The symptoms of pulmonary embolism vary in type and severity depending on the size and location of the blockage, and the area affected by the lack of blood. Symptoms may include:
- Shortness of breath that starts suddenly for no obvious reason
- Chest pain, especially when breathing or coughing (it can mimic a heart attack )
- Feeling faint, lightheaded, dizzy
- Cough , sometimes with bloody phlegm
- Rapid heartbeat
- Rapid breathing
- Feeling of impending doom
- Swollen, distended neck veins
The doctor will ask about your symptoms and medical history, and perform a physical exam. Tests may include:
- Arterial blood gas study —a blood test to identify oxygen levels and other gases that are indicators of lung function
- Chest x-ray —a test that uses radiation to take a picture of structures inside the chest. A pulmonary embolism cannot be seen on the chest x-ray. But, if a part of the lung tissue dies, this can be seen on the x-ray.
- Lung perfusion scan—a test that uses radioactive isotopes to measure breathing and circulation in all areas of the lungs. The presence of an embolus will show as a mismatch between ventilation of the portion of the lung and its blood perfusion.
- CT scan of the chest —a type of x-ray that uses a computer to make pictures of the inside of the chest.
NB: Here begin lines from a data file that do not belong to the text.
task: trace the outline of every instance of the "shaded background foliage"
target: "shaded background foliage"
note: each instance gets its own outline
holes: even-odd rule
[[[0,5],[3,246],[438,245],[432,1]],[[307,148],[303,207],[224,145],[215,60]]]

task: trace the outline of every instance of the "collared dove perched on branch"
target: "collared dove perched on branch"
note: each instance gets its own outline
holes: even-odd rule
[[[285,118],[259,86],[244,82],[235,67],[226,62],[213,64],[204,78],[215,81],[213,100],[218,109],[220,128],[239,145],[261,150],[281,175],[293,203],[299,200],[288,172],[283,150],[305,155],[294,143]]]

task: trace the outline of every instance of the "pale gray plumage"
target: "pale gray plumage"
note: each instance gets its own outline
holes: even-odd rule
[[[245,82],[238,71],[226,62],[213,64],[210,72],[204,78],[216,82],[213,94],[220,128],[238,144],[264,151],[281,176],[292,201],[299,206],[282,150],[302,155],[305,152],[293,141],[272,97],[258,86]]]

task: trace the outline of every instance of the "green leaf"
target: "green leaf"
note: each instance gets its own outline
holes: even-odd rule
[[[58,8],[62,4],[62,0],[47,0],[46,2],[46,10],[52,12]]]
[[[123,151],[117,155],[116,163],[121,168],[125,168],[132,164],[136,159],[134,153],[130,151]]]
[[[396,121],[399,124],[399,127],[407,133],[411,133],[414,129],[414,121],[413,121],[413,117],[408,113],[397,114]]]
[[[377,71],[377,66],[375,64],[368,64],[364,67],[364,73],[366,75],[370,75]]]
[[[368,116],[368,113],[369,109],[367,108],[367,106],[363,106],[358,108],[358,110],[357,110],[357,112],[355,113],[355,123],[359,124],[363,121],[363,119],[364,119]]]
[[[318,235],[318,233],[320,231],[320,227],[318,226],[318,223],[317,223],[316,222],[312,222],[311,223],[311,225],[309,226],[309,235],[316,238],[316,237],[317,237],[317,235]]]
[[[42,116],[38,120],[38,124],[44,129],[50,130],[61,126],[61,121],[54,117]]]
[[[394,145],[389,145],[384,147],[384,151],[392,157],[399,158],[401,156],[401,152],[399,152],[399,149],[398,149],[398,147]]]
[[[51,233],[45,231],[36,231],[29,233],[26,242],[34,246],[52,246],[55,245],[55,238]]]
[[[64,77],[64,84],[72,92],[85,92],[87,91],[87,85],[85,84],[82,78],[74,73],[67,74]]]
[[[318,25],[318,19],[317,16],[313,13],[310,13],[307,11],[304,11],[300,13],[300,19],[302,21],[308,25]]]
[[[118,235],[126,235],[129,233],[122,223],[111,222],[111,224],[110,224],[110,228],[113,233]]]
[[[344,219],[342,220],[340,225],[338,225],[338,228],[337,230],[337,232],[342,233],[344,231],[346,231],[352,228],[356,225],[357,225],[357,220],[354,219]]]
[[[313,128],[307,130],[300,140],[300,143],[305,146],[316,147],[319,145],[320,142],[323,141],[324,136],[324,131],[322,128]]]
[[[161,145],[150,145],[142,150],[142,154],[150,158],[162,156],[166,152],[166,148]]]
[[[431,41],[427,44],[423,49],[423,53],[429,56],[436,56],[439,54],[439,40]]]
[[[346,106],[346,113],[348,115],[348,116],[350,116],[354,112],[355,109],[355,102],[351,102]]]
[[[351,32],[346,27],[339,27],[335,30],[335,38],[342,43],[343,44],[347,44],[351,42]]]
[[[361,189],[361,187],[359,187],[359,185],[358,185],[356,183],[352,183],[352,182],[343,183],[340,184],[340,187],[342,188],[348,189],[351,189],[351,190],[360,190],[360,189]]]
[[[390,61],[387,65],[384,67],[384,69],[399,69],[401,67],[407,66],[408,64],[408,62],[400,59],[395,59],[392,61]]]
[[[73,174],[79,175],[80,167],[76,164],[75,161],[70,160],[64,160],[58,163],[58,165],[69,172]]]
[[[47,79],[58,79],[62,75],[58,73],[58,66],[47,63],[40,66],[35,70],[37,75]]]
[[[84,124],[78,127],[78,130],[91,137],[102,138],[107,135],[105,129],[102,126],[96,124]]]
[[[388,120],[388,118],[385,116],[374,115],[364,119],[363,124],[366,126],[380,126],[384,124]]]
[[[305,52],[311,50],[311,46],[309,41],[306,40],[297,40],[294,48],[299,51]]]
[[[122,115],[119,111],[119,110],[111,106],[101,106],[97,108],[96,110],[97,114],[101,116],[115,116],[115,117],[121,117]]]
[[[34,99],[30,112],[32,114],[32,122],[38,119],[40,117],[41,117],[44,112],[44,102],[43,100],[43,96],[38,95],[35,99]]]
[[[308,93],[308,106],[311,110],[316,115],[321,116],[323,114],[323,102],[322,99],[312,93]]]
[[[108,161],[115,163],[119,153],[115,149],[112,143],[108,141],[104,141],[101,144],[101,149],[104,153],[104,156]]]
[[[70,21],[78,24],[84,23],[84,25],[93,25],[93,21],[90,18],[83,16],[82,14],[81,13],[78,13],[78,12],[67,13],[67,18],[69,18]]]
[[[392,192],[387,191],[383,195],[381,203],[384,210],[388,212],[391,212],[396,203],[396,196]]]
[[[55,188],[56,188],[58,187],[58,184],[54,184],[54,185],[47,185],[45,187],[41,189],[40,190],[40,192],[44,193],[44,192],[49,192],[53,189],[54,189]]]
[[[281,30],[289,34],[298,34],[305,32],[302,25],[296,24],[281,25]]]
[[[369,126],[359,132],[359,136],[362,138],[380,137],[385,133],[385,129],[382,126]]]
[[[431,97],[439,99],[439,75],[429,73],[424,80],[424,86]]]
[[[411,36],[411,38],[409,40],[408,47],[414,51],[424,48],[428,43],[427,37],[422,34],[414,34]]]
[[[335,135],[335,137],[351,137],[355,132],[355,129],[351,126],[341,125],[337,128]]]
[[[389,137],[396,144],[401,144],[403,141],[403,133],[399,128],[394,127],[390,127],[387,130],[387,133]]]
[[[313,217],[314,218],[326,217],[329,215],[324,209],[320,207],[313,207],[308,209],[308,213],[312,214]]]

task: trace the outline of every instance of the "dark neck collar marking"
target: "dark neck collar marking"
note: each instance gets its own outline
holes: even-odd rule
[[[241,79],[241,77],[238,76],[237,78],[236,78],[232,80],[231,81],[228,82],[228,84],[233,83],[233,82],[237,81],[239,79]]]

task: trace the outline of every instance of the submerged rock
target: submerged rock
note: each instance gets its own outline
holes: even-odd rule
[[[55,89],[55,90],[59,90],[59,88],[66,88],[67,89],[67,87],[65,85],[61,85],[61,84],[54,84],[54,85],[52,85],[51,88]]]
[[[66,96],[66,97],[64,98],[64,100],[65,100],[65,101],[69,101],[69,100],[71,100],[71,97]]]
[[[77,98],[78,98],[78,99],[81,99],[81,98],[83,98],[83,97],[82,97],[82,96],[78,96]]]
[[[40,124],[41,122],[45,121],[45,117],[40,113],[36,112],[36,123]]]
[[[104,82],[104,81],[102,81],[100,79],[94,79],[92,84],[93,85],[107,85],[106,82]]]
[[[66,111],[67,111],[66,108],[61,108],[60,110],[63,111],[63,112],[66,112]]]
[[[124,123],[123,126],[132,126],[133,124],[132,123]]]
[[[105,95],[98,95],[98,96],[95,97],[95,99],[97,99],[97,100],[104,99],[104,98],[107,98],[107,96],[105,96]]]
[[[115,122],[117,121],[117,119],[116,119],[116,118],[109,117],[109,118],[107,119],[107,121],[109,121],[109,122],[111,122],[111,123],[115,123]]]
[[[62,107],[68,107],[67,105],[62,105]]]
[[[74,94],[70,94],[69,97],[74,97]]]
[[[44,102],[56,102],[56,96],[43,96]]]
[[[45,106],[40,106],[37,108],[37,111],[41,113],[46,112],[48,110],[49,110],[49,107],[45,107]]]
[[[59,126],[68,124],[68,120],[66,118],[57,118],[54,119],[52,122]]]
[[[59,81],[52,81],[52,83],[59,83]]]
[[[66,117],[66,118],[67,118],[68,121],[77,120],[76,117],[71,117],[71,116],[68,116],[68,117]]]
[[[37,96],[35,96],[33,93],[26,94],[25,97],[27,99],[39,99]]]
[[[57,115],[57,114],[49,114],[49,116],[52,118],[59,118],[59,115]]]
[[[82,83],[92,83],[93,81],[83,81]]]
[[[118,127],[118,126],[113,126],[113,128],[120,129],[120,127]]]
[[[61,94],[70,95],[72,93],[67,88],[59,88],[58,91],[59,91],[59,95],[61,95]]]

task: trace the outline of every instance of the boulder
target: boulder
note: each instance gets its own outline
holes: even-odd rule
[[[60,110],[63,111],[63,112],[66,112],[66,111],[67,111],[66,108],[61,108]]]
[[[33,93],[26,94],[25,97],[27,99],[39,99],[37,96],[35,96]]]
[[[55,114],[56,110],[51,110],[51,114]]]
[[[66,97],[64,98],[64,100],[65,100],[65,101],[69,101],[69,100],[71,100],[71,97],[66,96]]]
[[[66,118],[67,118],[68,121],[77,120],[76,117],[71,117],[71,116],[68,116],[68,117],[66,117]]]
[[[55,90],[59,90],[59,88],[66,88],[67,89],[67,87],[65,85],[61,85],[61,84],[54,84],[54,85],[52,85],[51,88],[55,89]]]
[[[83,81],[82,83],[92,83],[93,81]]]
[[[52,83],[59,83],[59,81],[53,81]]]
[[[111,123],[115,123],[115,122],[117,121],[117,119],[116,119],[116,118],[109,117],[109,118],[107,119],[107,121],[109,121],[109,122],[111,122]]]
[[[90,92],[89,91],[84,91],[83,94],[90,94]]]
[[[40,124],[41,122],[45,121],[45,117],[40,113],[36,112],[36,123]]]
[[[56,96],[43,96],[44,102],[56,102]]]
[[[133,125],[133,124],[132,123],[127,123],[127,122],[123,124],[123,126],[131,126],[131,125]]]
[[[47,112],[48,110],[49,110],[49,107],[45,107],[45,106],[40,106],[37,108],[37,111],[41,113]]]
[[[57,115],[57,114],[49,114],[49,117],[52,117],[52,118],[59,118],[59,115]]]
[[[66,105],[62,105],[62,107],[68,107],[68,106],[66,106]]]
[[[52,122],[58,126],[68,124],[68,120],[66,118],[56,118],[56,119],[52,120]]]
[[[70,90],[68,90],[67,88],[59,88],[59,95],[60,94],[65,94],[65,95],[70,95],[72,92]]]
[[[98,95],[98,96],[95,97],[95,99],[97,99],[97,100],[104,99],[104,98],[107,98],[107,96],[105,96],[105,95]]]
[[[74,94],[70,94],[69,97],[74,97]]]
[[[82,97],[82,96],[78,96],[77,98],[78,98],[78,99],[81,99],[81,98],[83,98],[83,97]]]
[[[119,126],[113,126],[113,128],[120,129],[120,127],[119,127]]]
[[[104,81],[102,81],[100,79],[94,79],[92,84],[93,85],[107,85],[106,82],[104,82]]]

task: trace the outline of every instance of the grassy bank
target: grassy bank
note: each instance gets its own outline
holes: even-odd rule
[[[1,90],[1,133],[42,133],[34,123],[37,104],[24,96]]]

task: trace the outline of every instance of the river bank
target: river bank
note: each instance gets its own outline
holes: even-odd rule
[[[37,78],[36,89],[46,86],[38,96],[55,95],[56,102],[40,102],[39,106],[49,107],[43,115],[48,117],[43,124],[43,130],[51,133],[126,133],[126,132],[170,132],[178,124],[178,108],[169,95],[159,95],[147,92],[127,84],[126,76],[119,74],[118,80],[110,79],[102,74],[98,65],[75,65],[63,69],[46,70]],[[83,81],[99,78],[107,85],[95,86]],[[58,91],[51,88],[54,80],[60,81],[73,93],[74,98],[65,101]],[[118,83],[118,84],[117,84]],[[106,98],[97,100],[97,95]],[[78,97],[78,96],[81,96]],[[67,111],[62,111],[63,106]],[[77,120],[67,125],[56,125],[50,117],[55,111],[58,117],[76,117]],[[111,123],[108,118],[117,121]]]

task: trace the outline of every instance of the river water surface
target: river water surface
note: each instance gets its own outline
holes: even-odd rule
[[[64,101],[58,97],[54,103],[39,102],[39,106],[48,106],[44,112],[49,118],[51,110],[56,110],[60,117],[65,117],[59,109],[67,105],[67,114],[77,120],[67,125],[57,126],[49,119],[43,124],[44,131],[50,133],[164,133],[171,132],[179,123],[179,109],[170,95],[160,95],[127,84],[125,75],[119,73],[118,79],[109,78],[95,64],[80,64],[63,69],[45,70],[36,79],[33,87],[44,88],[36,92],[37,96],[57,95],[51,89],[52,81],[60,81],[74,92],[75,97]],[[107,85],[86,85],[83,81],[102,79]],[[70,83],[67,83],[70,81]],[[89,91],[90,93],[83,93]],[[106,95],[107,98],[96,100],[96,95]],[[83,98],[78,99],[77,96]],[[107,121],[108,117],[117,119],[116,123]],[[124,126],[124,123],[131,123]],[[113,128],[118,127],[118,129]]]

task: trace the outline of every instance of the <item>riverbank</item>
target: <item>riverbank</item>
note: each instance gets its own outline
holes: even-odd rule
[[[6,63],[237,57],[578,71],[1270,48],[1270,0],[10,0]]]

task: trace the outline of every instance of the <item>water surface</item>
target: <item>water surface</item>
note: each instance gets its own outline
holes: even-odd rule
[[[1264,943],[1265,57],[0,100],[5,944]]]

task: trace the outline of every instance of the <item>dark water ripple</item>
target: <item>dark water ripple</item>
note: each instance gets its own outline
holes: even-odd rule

A spiral CT is a special type of CT scan that is able to make tri-dimensional pictures. It is also a very fast scan that can be completed in a very short period of time. It has become popular in diagnosing pulmonary embolism.
- Pulmonary angiogram — x-rays taken after a dye is injected into the blood vessels in the lungs. The test shows areas of blockage in the lungs. It provides a clear picture of blood flow through the arteries. But, this test is associated with relatively high risks.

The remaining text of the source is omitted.